そういったものを自分も作りたいと思いながら、美大の予備校では自分の向いている方向性を模索し、油絵という表現手段を始めた。
大学で様々なメディウムを試す中で出会ったのが、アイロンビーズだった。
現在、ビーズを使用した作品を制作し始めて7年が経ち、かなり自分のものになっているという感覚があるという。
参考画像:MEDIA SKIN (au)
上記のような経緯でアイロンビーズを使うという唯一無二のスタイルを発見した沼田だが、その作品が表現するコンセプトもまた現代社会に生きる我々と切り離しがたく結びついている。

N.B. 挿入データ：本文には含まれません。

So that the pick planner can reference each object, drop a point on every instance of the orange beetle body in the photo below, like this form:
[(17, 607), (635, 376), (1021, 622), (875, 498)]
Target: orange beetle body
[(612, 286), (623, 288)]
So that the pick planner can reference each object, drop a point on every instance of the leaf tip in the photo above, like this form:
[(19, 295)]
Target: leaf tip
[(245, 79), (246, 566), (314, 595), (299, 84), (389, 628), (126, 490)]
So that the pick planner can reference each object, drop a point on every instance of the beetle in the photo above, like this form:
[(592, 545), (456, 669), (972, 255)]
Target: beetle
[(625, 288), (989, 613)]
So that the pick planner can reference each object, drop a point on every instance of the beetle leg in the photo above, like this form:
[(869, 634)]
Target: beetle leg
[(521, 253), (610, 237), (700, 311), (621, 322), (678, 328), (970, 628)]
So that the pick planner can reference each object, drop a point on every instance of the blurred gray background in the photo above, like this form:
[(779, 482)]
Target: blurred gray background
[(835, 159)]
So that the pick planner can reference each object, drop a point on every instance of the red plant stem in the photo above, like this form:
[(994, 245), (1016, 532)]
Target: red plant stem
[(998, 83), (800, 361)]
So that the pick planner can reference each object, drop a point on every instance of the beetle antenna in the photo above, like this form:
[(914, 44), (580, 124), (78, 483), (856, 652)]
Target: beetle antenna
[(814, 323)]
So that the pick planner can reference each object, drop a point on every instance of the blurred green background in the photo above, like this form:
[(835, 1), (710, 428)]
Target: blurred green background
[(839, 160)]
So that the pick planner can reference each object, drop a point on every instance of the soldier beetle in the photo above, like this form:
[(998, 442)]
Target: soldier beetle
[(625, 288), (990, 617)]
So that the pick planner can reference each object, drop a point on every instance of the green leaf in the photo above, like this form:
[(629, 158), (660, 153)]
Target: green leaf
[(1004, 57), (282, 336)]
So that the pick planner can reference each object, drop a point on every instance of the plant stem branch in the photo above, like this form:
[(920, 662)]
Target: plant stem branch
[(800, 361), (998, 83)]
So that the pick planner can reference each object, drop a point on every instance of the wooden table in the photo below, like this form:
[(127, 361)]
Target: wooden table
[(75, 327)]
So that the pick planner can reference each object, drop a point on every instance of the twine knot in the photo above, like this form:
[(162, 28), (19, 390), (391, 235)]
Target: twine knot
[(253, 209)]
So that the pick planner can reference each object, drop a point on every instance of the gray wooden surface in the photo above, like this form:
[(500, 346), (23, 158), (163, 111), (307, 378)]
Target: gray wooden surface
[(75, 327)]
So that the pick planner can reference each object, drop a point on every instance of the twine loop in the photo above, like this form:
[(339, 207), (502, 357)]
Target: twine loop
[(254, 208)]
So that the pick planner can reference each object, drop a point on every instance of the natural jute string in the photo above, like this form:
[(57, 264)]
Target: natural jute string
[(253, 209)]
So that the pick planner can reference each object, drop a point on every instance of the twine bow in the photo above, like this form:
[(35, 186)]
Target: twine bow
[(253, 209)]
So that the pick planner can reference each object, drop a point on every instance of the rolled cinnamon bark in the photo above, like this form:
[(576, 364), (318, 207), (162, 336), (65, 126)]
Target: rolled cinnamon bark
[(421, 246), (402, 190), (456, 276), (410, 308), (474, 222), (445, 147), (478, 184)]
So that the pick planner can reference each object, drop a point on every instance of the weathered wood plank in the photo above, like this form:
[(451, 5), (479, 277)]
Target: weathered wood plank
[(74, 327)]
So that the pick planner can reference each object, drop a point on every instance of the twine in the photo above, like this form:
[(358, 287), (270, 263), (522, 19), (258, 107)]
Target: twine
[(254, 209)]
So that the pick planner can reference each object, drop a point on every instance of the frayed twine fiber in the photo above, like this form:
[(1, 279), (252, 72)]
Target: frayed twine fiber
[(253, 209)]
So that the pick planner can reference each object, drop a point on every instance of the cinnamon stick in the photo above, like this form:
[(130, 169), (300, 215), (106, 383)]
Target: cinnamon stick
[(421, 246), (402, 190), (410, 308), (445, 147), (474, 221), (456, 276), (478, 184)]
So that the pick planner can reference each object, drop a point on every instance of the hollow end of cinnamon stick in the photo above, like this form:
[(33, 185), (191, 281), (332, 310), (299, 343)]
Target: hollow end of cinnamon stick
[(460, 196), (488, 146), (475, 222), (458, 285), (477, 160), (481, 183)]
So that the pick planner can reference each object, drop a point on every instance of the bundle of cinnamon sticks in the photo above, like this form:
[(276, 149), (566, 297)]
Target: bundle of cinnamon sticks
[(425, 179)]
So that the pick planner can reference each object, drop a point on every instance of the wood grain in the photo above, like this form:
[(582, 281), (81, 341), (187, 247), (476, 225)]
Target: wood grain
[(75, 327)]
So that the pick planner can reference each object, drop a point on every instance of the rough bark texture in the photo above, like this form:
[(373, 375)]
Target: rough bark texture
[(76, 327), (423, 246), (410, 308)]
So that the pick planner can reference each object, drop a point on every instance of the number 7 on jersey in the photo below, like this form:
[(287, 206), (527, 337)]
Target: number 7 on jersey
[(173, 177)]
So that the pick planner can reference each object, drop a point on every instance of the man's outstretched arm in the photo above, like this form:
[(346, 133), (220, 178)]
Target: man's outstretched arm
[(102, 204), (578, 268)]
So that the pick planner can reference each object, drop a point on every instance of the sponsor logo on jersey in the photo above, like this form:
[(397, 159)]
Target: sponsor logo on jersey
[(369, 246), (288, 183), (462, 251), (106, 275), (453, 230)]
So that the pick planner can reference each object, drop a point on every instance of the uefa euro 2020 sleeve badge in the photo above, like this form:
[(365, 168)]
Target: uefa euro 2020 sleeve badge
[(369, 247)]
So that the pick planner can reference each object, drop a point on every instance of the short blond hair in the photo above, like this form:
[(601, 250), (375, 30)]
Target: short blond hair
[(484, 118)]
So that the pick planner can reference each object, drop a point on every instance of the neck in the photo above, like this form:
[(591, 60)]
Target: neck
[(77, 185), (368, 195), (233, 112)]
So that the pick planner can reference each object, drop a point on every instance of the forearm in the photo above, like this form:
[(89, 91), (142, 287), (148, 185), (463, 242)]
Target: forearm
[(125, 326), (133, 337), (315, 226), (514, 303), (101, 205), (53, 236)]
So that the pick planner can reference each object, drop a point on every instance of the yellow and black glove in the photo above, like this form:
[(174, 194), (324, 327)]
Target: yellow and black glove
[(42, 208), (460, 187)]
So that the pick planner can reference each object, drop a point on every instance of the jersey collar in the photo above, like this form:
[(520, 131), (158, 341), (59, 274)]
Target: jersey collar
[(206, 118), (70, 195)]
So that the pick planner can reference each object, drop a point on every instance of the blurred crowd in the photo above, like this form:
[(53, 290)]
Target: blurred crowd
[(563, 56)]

アイロンビーズによる色彩の粒々は、まるで解像度の低いデジタル画像のようだ。
その類似性に気づいた沼田は、「デジタルとアナログの混在」というコンセプトに至った。
ドット感がありつつも、2Dでも3Dでもない。そのようなビーズの二面性、もしくは両極性が、そのままコンセプトに繋がっている。
このコンセプトは、デジタルの情報やデバイスが身近にありながら、ゲームのバグであったり、アナログな会話でもズレが生じたりといった「誤動作」や「グリッチ(Glitch)」と呼ばれる現象に親和性がある。
このような現代に特有の性質をビーズを通して形にすることで、鑑賞者の我々にも共感できるような身近な制作となっている。
マーケットでの評価
2022年、東京藝大での修了制作は話題を呼んだ。
デビュー時から号単価は上げておらず、着実なキャリアを形成しつつある。
ビーズで制作する作品の都合上、通常のキャンバス作品のような大きさによる画一的な価格付けは存在しないが、今後さらに評価が高まり価格も上昇するであろう注目の作家である。
沼田侑香のアーティスト観
彼女は、Sarah Sze、ジェフ・クーンズ、Katja Novitskova、Isa Genzkenなどのアーティストたちから影響を受けている。
参考:Sarah Szeの作品
参考:ジェフ・クーンズの作品
参考:Katja Novitskovaの作品
参考:Isa Genzkenの作品
彼らの作品は、まさに沼田が焦点を当てている「デジタルとアナログの世界のはざま」であったり(Sarah Sze)、現実と非現実の不穏なコラージュ(Katja Novitskova)である。
また、沼田が最初にアートに興味を持ったきっかけであるauの「MEDIA SKIN」はニューヨーク近代美術館(MoMA)に所蔵されており、最終的には自身もまたそれに続くアーティストを目指している。